Crying for all the Right Reasons

Is your check engine light on? Mine sure was. A few months ago mine clicked on, and stayed on. Thankfully I paid attention to it.

I recognized that something was not right. I was crying. A lot. At work, while driving in the car, when I got home from work, and even in the middle of the night. I would wake up, begin tossing and turning, and the silent tears would start.

"What the heck is wrong with me?" I wondered.  Was I for the first time in my life depressed? Was I going through some kind of mid-life crisis? Was I sick? Or was the new job I had taken on, too much for me?

Why were tears so close to the surface all the time?

I was most concerned about the tears I shed at work. To me they were awkward and a deeper sign of a problem --- they felt like tears of frustration and dissatisfaction, but they came across to others as complaining. It bothered me that I couldn't seem to control them whenever I got passionate about an idea or a situation where I needed help with a  solution. What I thought needed to be done, and what I saw that needed fixing, wasn't as important to others. So not only did it feel like no one was listening, it felt like they thought I was trying to fix things for all the wrong reasons. Like I was being selfish.

I am pretty sure the stomach ache I had constantly was an early form of an ulcer. The ache grew from a sense of misalignment that even I didn't clearly see -- until many months later, after I had time to reflect. All I knew was that I couldn't seem to get away from the stress. And the stress seemed to be felt only by me.

At the time I had no idea that emotion in the workplace is not only normal, but helpful. Generally workplace tears represent anger or frustration at something that isn't right, more than they represent negativity and overall sadness. Check out this video from Anne Kreamer, Author of It's Always Personal: Emotion in the New Workplace.

Some interesting things I have since come to learn about emotion in the workplace:

•The person crying is almost always embarrassed and wishes they weren’t crying. •The most professional response is to hand the person crying a box of tissue and continue the conversation. The worst thing you can do is to make a big deal of the tears, or to withdraw from the conversation and stop talking to the person, making them feel worse. •The person crying is often a person who has a lot invested in their work, or who is experiencing something in the workplace that goes against their personal values. It’s very important to listen and to ask a lot of questions to determine the source of the frustration. •Dig a little. The first explanation for the emotion may not be the real one. It might only be the most recent one. •Don’t see tears as weakness or negativity. They are very simply someone's reaction to strong emotions.

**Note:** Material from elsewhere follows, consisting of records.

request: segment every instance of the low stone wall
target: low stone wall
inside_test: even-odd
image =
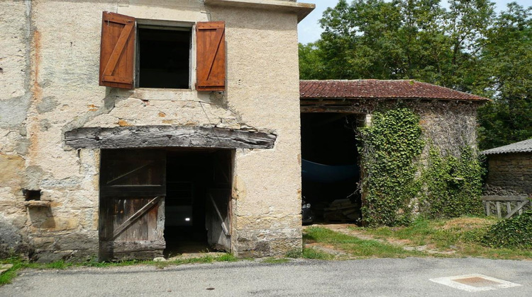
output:
[[[485,194],[532,194],[532,153],[489,155]]]

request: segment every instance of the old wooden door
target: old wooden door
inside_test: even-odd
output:
[[[207,191],[205,209],[207,243],[216,250],[231,252],[231,152],[218,151],[211,158],[213,182]]]
[[[166,247],[164,151],[104,150],[100,170],[100,259],[153,259]]]

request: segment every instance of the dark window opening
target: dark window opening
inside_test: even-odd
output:
[[[40,190],[23,190],[23,194],[26,198],[26,201],[31,200],[40,200]]]
[[[138,85],[140,88],[189,88],[189,28],[138,29]]]
[[[302,113],[301,186],[315,221],[355,223],[360,218],[357,129],[361,115]]]

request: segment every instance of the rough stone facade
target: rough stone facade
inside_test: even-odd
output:
[[[102,11],[138,18],[223,21],[226,89],[119,90],[98,83]],[[238,149],[232,251],[301,249],[297,16],[202,0],[0,2],[0,248],[40,261],[97,257],[99,149],[75,150],[79,127],[176,125],[275,133],[272,149]],[[43,207],[23,189],[40,190]]]
[[[532,194],[532,153],[492,154],[487,156],[489,185],[486,194]]]

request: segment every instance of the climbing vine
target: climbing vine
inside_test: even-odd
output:
[[[423,150],[419,116],[397,107],[373,113],[358,135],[362,168],[362,214],[369,226],[406,224],[421,190],[415,158]]]
[[[480,214],[484,169],[474,148],[459,144],[442,152],[424,135],[431,145],[421,162],[426,141],[418,115],[396,106],[372,115],[358,134],[363,223],[409,224],[414,213],[432,218]]]
[[[443,156],[431,146],[428,161],[421,211],[433,218],[480,214],[484,168],[474,150],[462,146],[459,156]]]

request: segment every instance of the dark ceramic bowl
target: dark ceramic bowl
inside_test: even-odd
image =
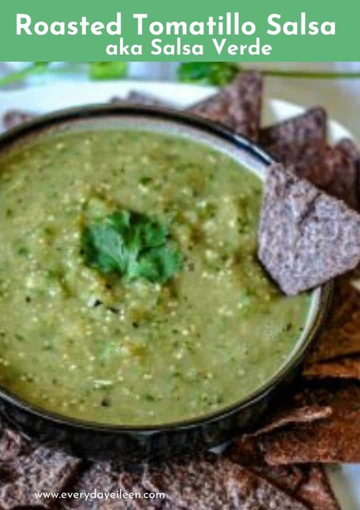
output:
[[[260,147],[225,128],[184,113],[134,105],[100,105],[75,108],[38,117],[0,136],[0,152],[33,143],[54,132],[95,128],[131,126],[177,133],[225,151],[264,178],[273,162]],[[214,447],[239,430],[253,426],[271,398],[287,388],[320,327],[331,293],[329,284],[312,292],[312,304],[303,333],[292,355],[273,378],[247,398],[208,416],[164,425],[118,426],[80,421],[36,407],[0,387],[0,410],[23,433],[66,444],[82,456],[112,456],[132,462]],[[0,319],[1,320],[1,319]]]

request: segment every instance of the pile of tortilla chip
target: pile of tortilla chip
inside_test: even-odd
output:
[[[339,509],[324,465],[360,463],[360,153],[349,139],[329,144],[321,108],[261,128],[262,89],[260,74],[241,74],[189,111],[256,142],[278,162],[268,175],[259,257],[284,292],[296,294],[336,277],[326,327],[301,376],[288,387],[287,398],[283,393],[281,403],[275,399],[256,429],[239,435],[221,455],[199,453],[136,472],[121,460],[117,465],[91,463],[36,445],[0,422],[2,510],[35,504],[69,510]],[[164,106],[161,98],[136,92],[127,99]],[[10,127],[31,116],[12,112],[4,120]],[[281,248],[289,229],[291,267]],[[325,234],[311,260],[304,252],[319,230]],[[337,250],[337,243],[345,249]],[[300,251],[294,251],[295,245]],[[165,497],[35,501],[35,491],[50,488],[163,492]]]

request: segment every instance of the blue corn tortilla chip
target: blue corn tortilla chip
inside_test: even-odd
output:
[[[188,111],[224,124],[257,141],[261,117],[263,77],[255,71],[239,74],[215,95]]]
[[[283,292],[295,295],[360,261],[360,215],[280,164],[267,171],[258,256]]]

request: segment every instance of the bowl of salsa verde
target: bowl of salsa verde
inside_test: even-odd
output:
[[[250,426],[330,293],[286,296],[258,261],[272,162],[214,123],[131,105],[2,135],[3,414],[94,456],[212,446]]]

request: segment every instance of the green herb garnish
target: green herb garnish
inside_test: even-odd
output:
[[[122,210],[89,225],[82,238],[85,263],[128,280],[143,278],[164,283],[182,265],[167,228],[144,214]]]
[[[181,82],[203,83],[221,87],[233,81],[239,72],[233,62],[185,62],[178,69]]]
[[[126,74],[126,62],[92,62],[90,76],[93,80],[123,78]]]

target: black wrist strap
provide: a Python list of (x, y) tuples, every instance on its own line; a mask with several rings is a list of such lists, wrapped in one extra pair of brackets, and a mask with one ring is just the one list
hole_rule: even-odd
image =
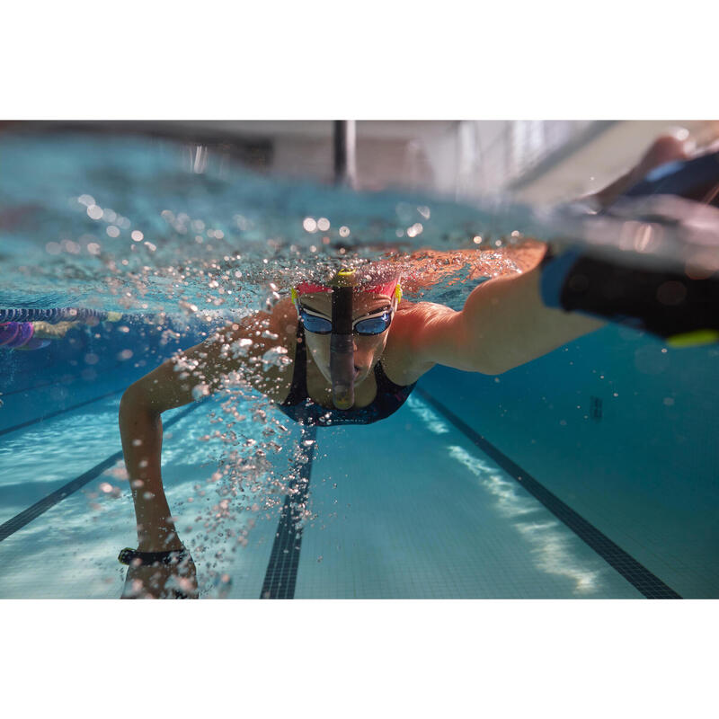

It is important for the person doing the crying and the manager (or whomever is observing the tears), to move through the emotion and get to heart of the matter. Too many managers, especially men, feel really uncomfortable and guilty when tears are present. They hurry the tears and attempt to alleviate the distress. What is really needed is to connect deeply with the person crying, and to  listen to what they are truly saying. That will build both trust and respect, and give you a good insight into the things that might be out of balance.

It was only after I made the decision to quit my job that I found this video. And with time and distance, things began to make sense to me.

I was crying for all the right reasons. I was in the wrong job (for me) and no amount of effort was going to fix that. And until I removed myself from the internal stress I was feeling, my tears were going to continue; at work, at home, in the car, in the middle of the night --- everywhere.

If you find yourself crying a lot ( especially at work), it might be time to give your check engine light a look.